The human vision system understands and interprets complex scenes for a wide range of visual tasks in real-time while consuming less than 20 Watts of power. This Expeditions-in-Computing project explores holistic design of machine vision systems that have the potential to approach and eventually exceed the capabilities of human vision systems. This will enable the next generation of machine vision systems to not only record images but also understand visual content. Such smart machine vision systems will have a multi-faceted impact on society, including visual aids for visually impaired persons, driver assistance for reducing automotive accidents, and augmented reality for enhanced shopping, travel, and safety. The transformative nature of the research will inspire and train a new generation of students in inter-disciplinary work that spans neuroscience, computing and engineering discipline.
While several machine vision systems today can each successfully perform one or a few human tasks ? such as detecting human faces in point-and-shoot cameras ? they are still limited in their ability to perform a wide range of visual tasks, to operate in complex, cluttered environments, and to provide reasoning for their decisions.

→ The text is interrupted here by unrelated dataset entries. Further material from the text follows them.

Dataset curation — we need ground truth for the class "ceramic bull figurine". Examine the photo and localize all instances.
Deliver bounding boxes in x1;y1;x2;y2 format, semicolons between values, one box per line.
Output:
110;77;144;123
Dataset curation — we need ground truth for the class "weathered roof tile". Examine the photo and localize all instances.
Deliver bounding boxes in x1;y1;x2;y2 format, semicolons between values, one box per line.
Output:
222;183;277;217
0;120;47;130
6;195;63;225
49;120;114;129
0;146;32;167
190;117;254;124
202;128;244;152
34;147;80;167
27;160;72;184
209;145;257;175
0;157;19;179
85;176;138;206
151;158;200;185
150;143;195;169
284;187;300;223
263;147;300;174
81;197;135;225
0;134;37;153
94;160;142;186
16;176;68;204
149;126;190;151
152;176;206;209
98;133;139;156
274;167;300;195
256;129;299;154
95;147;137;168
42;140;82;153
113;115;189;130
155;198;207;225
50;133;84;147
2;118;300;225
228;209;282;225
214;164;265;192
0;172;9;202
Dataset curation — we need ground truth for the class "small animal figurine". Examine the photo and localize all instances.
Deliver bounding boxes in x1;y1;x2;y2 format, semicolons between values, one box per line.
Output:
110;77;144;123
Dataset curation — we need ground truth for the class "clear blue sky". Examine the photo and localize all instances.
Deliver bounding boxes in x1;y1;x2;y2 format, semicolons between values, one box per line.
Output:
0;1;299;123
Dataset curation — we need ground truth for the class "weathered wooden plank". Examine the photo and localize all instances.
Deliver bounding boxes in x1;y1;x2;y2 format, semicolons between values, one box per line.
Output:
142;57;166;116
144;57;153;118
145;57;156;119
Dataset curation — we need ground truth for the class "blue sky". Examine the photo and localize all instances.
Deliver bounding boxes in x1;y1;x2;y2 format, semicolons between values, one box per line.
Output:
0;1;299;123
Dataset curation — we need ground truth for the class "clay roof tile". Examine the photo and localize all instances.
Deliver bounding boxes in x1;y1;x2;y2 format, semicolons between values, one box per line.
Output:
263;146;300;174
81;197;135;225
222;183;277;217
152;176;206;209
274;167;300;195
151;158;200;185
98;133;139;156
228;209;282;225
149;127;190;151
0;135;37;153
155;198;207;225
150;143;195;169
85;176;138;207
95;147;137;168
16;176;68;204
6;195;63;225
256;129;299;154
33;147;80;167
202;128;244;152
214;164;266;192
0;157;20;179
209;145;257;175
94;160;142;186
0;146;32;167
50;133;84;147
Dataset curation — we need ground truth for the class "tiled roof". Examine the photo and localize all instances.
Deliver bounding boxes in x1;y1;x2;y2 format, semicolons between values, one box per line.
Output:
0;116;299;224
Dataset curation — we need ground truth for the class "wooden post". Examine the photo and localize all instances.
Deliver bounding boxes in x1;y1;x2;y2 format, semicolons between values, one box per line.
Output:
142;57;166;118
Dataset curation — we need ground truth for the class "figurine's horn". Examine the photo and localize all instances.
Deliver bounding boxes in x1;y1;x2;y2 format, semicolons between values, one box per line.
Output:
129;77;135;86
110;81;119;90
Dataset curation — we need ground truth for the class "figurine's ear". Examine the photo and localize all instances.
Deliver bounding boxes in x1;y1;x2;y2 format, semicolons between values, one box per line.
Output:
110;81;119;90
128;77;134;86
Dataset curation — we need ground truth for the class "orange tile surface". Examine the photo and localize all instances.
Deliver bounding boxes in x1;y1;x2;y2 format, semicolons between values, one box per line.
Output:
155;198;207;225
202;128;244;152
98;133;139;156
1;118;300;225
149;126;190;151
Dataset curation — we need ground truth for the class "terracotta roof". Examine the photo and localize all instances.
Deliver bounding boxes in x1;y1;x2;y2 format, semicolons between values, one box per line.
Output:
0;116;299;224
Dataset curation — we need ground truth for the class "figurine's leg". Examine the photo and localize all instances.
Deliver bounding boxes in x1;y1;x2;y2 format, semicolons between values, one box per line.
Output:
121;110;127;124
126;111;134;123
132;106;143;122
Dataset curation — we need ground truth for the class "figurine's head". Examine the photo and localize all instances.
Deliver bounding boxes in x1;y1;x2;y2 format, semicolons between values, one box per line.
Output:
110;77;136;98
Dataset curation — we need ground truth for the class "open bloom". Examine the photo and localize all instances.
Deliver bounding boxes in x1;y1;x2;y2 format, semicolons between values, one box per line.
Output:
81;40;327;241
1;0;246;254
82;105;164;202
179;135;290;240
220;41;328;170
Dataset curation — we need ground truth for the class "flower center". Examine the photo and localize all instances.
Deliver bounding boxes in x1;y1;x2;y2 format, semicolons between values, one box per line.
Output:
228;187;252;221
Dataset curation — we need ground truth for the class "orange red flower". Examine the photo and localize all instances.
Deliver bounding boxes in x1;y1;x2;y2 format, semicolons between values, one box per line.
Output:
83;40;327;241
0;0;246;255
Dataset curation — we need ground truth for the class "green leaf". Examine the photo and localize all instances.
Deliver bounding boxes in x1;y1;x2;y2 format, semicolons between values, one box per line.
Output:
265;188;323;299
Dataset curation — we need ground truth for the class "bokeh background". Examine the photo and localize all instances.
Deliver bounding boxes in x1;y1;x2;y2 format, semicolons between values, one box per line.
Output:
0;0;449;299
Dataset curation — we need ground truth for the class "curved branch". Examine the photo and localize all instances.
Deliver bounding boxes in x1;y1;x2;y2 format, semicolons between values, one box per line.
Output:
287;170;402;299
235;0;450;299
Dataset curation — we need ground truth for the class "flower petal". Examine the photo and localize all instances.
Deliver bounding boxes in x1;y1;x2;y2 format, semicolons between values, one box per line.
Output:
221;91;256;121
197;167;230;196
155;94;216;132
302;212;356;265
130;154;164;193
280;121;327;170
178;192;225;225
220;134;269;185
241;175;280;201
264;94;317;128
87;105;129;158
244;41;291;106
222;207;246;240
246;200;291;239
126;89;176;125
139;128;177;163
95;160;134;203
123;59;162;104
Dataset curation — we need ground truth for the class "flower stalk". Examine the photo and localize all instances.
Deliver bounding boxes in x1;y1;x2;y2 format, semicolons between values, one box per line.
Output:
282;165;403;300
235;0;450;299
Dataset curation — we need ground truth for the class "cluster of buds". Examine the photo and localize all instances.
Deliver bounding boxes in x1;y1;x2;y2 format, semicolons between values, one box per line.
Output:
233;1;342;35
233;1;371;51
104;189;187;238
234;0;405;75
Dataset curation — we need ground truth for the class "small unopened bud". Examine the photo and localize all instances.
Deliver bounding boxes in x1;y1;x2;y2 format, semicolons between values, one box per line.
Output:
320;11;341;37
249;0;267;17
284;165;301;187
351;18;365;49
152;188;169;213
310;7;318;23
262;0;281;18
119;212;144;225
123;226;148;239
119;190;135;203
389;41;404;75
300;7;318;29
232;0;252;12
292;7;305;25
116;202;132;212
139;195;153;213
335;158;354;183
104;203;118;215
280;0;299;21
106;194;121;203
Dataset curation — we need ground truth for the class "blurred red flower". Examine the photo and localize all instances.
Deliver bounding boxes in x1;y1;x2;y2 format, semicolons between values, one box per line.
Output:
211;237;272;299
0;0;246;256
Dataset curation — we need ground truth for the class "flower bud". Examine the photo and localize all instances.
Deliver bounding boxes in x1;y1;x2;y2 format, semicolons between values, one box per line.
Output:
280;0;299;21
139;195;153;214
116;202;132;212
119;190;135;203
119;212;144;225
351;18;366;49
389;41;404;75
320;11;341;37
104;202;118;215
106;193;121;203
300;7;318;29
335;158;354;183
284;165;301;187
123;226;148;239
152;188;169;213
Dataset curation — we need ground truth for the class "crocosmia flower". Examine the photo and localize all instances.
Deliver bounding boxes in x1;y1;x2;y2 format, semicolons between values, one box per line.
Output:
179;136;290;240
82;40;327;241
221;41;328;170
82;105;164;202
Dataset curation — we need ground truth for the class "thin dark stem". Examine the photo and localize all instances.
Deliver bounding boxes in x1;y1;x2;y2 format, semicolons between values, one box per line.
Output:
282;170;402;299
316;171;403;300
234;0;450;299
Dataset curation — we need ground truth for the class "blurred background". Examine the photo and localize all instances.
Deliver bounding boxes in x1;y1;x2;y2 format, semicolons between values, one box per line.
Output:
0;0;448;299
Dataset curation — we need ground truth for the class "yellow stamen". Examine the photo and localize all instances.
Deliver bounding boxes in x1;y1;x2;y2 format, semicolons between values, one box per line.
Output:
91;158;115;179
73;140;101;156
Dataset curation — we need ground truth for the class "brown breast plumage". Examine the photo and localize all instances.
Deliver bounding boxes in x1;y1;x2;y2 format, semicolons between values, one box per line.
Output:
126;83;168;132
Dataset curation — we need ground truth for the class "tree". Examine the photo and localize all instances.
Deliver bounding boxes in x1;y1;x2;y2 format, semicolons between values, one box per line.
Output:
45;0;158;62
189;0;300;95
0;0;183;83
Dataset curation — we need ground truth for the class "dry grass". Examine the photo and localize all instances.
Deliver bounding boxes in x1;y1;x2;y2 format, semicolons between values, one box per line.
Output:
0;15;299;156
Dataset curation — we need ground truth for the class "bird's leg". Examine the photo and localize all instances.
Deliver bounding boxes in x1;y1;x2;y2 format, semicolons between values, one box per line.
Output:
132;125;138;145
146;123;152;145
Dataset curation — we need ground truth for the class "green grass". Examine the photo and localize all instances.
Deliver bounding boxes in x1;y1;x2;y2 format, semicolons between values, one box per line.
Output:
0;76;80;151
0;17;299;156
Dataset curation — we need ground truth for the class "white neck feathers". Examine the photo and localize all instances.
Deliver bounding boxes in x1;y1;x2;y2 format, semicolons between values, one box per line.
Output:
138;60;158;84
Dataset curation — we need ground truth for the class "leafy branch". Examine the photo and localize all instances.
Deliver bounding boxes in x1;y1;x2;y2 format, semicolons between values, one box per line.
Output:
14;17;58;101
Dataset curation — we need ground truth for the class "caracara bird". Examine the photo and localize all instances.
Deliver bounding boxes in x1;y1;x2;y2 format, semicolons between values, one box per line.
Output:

In contrast, the mammalian visual cortex excels in a broad variety of goal-oriented cognitive tasks, and is at least three orders of magnitude more energy efficient than customized state-of-the-art machine vision systems. The proposed research envisions a holistic design of a machine vision system that will approach the cognitive abilities of the human cortex, by developing a comprehensive solution consisting of vision algorithms, hardware design, human-machine interfaces, and information storage. The project aims to understand the fundamental mechanisms used in the visual cortex to enable the design of new vision algorithms and hardware fabrics that can improve power, speed, flexibility, and recognition accuracies relative to existing machine vision systems. Towards this goal, the project proposes an ambitious inter-disciplinary research agenda that will (i) understand goal-directed visual attention mechanisms in the brain to design task-driven vision algorithms; (ii) develop vision theory and algorithms that scale in performance with increasing complexity of a scene; (iii) integrate complementary approaches in biological and machine vision techniques; (iv) develop a new-genre of computing architectures inspired by advances in both the understanding of the visual cortex and the emergence of electronic devices; and (v) design human-computer interfaces that will effectively assist end-users while preserving privacy and maximizing utility. These advances will allow us to replace current-day cameras with cognitive visual systems that more intelligently analyze and understand complex scenes, and dynamically interact with users.
Machine vision systems that understand and interact with their environment in ways similar to humans will enable new transformative applications. The project will develop experimental platforms to: (1) assist visually impaired people; (2) enhance driver attention; and (3) augment reality to provide enhanced experience for retail shopping or a vacation visit, and enhanced safety for critical public infrastructure. This project will result in education and research artifacts that will be disseminated widely through a web portal and via online lecture delivery. The resulting artifacts and prototypes will enhance successful ongoing outreach programs to under-represented minorities and the general public, such as museum exhibits, science fairs, and a summer camp aimed at K-12 students. It will also spur similar new outreach efforts at other partner locations. The project will help identify and develop course material and projects directed at instilling interest in computing fields for students in four-year colleges. Partnerships with two Hispanic serving institutes, industry, national labs and international projects are also planned.